Now my father was a farmer
and he always said that all those footpaths between farms, which
have caused so much controversy, they were made there, not for
people to walk for leisure but for workers to walk from one farm
to the next to help at busy times.
We
had 3 employed men. Later we had a farm student who went to
Askham Brian, and he did a survey of the farm and he came to
show John what he had developed and he said. ‘You know, in the
future, you are going to be able to run this farm with one large
tractor and one man’, and we thought, well, this is ridiculous……
I remember the day when
somebody said ‘There’s a new machine that cuts the corn and
thrashes it at the same time and it’s called a combine’.
Everybody rushed to Firbeck where this machine was working to
have a look at it. And then they brought in a potato lifting
machine which only needed 4 women on it, so the mechanisation
since 1949 has been absolutely unbelievable.

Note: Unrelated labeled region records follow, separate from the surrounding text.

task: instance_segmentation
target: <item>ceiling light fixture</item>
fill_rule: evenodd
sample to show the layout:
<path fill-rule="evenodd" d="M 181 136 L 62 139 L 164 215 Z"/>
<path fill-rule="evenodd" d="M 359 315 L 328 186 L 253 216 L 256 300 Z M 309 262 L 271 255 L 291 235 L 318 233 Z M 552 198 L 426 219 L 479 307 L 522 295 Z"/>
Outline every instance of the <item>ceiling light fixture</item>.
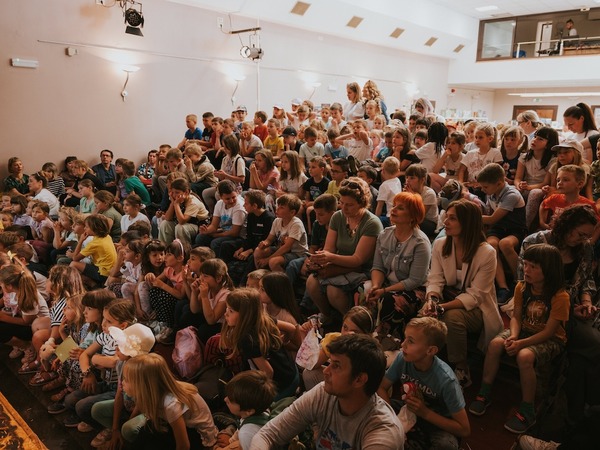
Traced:
<path fill-rule="evenodd" d="M 600 97 L 600 92 L 512 92 L 515 97 Z"/>
<path fill-rule="evenodd" d="M 130 3 L 131 7 L 127 8 L 127 4 Z M 133 34 L 135 36 L 144 36 L 140 28 L 144 28 L 144 15 L 142 14 L 142 4 L 133 0 L 124 0 L 121 2 L 123 6 L 123 17 L 127 28 L 125 33 Z M 139 6 L 139 11 L 136 8 Z"/>
<path fill-rule="evenodd" d="M 121 98 L 123 101 L 127 98 L 129 93 L 127 92 L 127 83 L 129 83 L 129 74 L 132 72 L 137 72 L 140 70 L 138 66 L 125 66 L 123 67 L 123 72 L 127 73 L 127 78 L 125 78 L 125 84 L 123 85 L 123 89 L 121 89 Z"/>
<path fill-rule="evenodd" d="M 496 5 L 487 5 L 487 6 L 479 6 L 475 8 L 476 11 L 486 12 L 486 11 L 496 11 L 498 7 Z"/>

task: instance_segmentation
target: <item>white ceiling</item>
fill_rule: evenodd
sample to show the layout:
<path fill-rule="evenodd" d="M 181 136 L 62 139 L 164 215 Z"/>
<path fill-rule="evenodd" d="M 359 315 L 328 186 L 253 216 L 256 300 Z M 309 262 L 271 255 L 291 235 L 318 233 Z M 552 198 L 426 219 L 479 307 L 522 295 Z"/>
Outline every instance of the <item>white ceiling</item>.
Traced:
<path fill-rule="evenodd" d="M 447 59 L 456 57 L 457 46 L 468 48 L 477 44 L 479 20 L 600 7 L 600 0 L 302 0 L 310 7 L 304 16 L 299 16 L 290 12 L 296 0 L 168 1 L 230 15 L 234 28 L 236 17 L 247 17 L 260 19 L 263 27 L 269 22 L 277 23 Z M 498 9 L 475 9 L 489 5 Z M 353 16 L 364 18 L 357 28 L 346 26 Z M 389 36 L 396 28 L 405 30 L 398 39 Z M 425 46 L 431 37 L 437 41 Z"/>
<path fill-rule="evenodd" d="M 429 0 L 441 6 L 454 9 L 476 19 L 492 19 L 494 17 L 524 16 L 556 11 L 572 11 L 583 7 L 597 8 L 600 0 Z M 481 6 L 497 6 L 492 11 L 477 11 Z"/>

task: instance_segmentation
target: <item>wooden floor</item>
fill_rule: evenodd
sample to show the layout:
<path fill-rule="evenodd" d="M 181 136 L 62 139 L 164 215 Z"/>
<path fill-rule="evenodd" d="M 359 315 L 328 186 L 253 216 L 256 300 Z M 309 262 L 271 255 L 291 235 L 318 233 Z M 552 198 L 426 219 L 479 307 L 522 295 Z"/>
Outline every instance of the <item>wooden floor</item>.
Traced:
<path fill-rule="evenodd" d="M 26 421 L 50 450 L 91 449 L 89 443 L 97 431 L 80 433 L 76 429 L 65 428 L 61 420 L 64 414 L 52 416 L 46 408 L 50 404 L 50 394 L 39 387 L 30 387 L 31 375 L 18 375 L 20 364 L 9 360 L 10 348 L 0 346 L 0 389 L 11 402 L 14 409 Z M 162 352 L 161 352 L 162 353 Z M 473 361 L 473 386 L 465 392 L 467 405 L 477 394 L 481 371 L 481 361 Z M 483 417 L 469 414 L 471 436 L 462 441 L 465 450 L 508 450 L 515 441 L 515 435 L 504 429 L 504 421 L 511 409 L 518 406 L 520 390 L 518 372 L 508 366 L 502 366 L 497 383 L 494 386 L 492 405 Z M 98 430 L 99 431 L 99 430 Z"/>

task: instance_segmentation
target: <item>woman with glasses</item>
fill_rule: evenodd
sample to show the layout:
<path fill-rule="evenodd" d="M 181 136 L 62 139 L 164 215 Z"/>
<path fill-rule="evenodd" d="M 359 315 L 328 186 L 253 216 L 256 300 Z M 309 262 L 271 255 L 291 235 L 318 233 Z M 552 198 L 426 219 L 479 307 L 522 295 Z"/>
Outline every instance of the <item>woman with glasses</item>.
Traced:
<path fill-rule="evenodd" d="M 323 323 L 339 319 L 350 309 L 350 295 L 368 278 L 373 265 L 377 236 L 383 226 L 369 211 L 371 191 L 360 178 L 351 177 L 340 185 L 340 209 L 333 214 L 322 251 L 312 255 L 313 271 L 306 289 L 323 314 Z"/>
<path fill-rule="evenodd" d="M 392 226 L 377 237 L 367 304 L 378 304 L 383 334 L 403 337 L 404 326 L 423 306 L 431 261 L 429 238 L 419 228 L 424 218 L 421 196 L 400 192 L 390 212 Z"/>
<path fill-rule="evenodd" d="M 448 361 L 461 387 L 471 385 L 467 334 L 480 335 L 478 347 L 503 329 L 496 304 L 496 251 L 486 242 L 481 209 L 467 200 L 450 203 L 446 236 L 433 243 L 424 315 L 437 316 L 448 327 Z"/>
<path fill-rule="evenodd" d="M 600 304 L 594 281 L 594 244 L 591 238 L 598 224 L 598 213 L 587 205 L 565 208 L 554 218 L 551 230 L 525 238 L 521 255 L 533 244 L 551 244 L 560 251 L 565 274 L 565 289 L 571 297 L 571 314 L 567 326 L 567 404 L 569 419 L 583 419 L 589 378 L 586 372 L 600 361 Z M 519 261 L 518 279 L 523 279 L 523 263 Z"/>

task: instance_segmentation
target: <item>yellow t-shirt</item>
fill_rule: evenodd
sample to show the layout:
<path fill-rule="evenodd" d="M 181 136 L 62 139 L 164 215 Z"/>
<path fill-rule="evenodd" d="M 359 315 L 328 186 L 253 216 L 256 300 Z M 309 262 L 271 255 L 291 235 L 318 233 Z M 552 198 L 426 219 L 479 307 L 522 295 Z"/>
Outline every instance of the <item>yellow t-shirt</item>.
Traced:
<path fill-rule="evenodd" d="M 277 136 L 275 138 L 267 136 L 263 142 L 263 145 L 265 149 L 271 150 L 273 156 L 277 156 L 283 151 L 283 138 L 281 136 Z"/>
<path fill-rule="evenodd" d="M 329 184 L 327 185 L 327 191 L 325 191 L 325 193 L 335 195 L 335 198 L 337 199 L 340 198 L 340 187 L 335 182 L 335 180 L 331 180 L 329 182 Z"/>
<path fill-rule="evenodd" d="M 81 249 L 81 254 L 92 257 L 94 265 L 103 277 L 107 277 L 117 263 L 117 251 L 110 235 L 103 238 L 94 236 L 90 243 Z"/>
<path fill-rule="evenodd" d="M 541 299 L 541 292 L 531 292 L 531 298 L 526 305 L 523 305 L 523 290 L 525 284 L 520 281 L 515 288 L 515 309 L 521 309 L 521 329 L 530 333 L 537 334 L 544 329 L 549 318 L 558 320 L 559 327 L 556 330 L 556 338 L 566 342 L 565 323 L 569 320 L 570 299 L 569 294 L 564 289 L 558 291 L 552 300 L 550 308 Z"/>

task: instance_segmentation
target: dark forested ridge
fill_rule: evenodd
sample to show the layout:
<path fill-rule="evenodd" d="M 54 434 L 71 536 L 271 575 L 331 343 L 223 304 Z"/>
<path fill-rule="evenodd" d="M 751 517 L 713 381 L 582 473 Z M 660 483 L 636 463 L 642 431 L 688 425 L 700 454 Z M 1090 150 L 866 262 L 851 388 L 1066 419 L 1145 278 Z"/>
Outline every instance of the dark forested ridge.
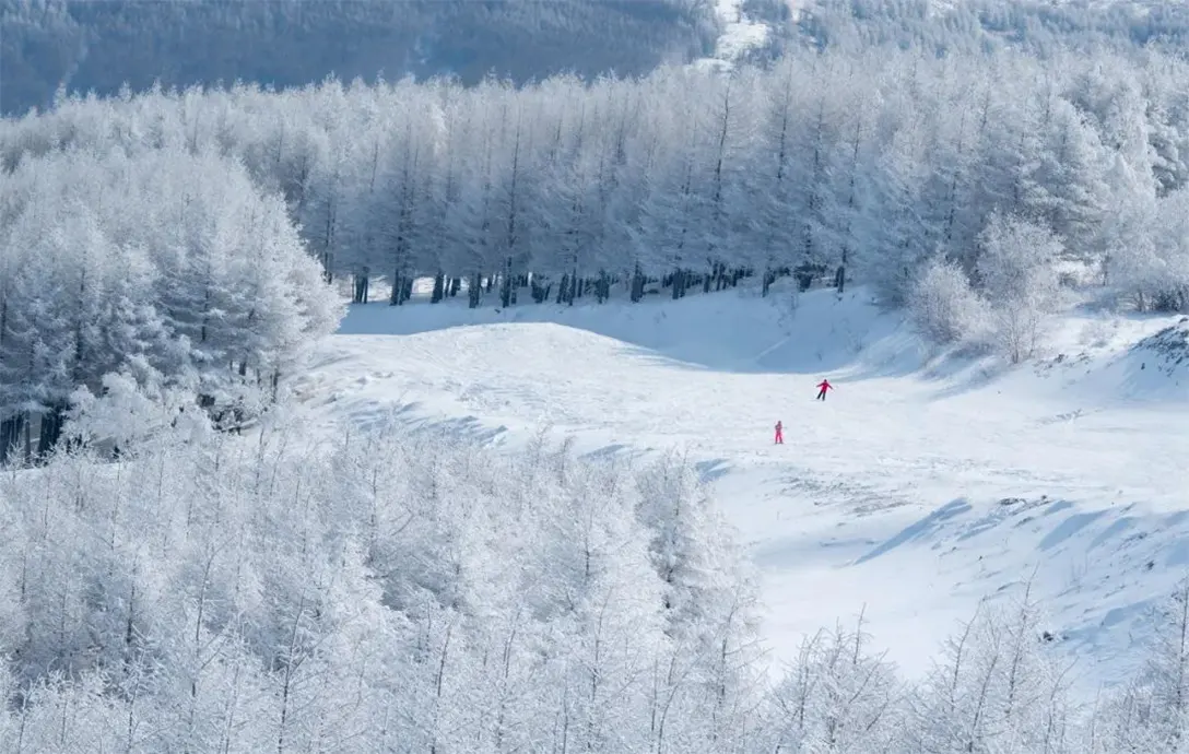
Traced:
<path fill-rule="evenodd" d="M 6 114 L 59 84 L 635 75 L 707 55 L 721 31 L 710 0 L 2 0 L 0 24 Z"/>
<path fill-rule="evenodd" d="M 46 415 L 52 438 L 76 387 L 128 364 L 268 392 L 295 332 L 333 328 L 310 258 L 357 301 L 384 277 L 392 304 L 419 277 L 472 307 L 860 281 L 1024 360 L 1059 264 L 1189 309 L 1187 80 L 1155 50 L 887 44 L 726 74 L 67 98 L 0 122 L 0 421 Z M 130 321 L 157 334 L 108 338 Z M 188 352 L 161 346 L 181 334 Z"/>
<path fill-rule="evenodd" d="M 793 7 L 795 6 L 795 11 Z M 1189 6 L 1120 0 L 742 0 L 768 25 L 750 57 L 789 45 L 892 43 L 945 52 L 1004 46 L 1183 49 Z M 0 0 L 0 113 L 45 108 L 59 87 L 114 94 L 245 81 L 300 87 L 487 74 L 634 76 L 710 55 L 711 0 Z"/>

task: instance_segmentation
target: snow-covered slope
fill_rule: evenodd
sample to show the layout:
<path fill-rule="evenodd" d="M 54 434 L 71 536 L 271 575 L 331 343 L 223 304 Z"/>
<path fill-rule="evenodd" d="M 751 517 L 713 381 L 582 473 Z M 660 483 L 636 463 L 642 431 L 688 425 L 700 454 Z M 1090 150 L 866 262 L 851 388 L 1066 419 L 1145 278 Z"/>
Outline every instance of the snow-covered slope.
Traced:
<path fill-rule="evenodd" d="M 1069 315 L 1048 358 L 1005 370 L 931 358 L 862 290 L 365 304 L 294 387 L 328 421 L 688 452 L 750 546 L 776 659 L 866 605 L 916 676 L 980 599 L 1032 577 L 1090 689 L 1127 670 L 1145 607 L 1189 565 L 1184 327 Z"/>

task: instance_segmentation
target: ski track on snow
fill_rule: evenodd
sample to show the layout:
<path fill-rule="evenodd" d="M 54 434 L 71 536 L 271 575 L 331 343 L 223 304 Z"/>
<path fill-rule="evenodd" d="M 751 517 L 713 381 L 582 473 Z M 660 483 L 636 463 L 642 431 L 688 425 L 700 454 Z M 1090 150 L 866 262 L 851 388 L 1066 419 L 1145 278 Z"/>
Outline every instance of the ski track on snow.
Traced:
<path fill-rule="evenodd" d="M 407 334 L 332 339 L 294 385 L 312 410 L 357 425 L 398 413 L 492 442 L 548 427 L 589 454 L 687 452 L 750 547 L 778 660 L 866 605 L 916 674 L 980 599 L 1032 577 L 1068 649 L 1094 659 L 1089 687 L 1126 672 L 1149 601 L 1189 567 L 1189 401 L 1176 388 L 1120 402 L 1140 372 L 1118 340 L 998 373 L 923 369 L 860 294 L 804 296 L 794 314 L 721 294 L 410 327 L 429 316 L 416 309 L 353 310 L 346 332 Z M 558 321 L 531 321 L 551 310 Z M 715 338 L 726 356 L 691 350 Z M 1082 348 L 1069 333 L 1063 345 Z M 824 403 L 823 376 L 837 387 Z"/>

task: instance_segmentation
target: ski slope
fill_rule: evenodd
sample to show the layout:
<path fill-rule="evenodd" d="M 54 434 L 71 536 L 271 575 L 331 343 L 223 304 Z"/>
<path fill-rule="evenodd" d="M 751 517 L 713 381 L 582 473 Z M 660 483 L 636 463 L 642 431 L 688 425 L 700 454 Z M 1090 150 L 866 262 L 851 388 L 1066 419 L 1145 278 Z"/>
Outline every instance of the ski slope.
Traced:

……..there was a payment to
pull up hedges and plough up grassland because of this shortage
of food in the 50s. It amuses me very much now because my son is
getting paid to put hedges back.
………
there was a little private school near the Royal Oak in a wooden
hut. The Misses Goodwin. Well, my husband ….. went to the
ordinary school, and he always said that the building of all the
new houses were a great improvement because the quality of the
school children went up. He remembered them all, some of them
with no shoes and patched trousers. It was a feudal village, you
see, there were the big houses and then there were the work
people and of course always the pubs. Everybody employed a lot
of labour you see in those days.
The village started to grow
roughly about 45 years ago. ….. Then Ben Bailey got permission
for York Road and Lancaster Crescent which was the beginning of
Tickhill growing to be what it is today.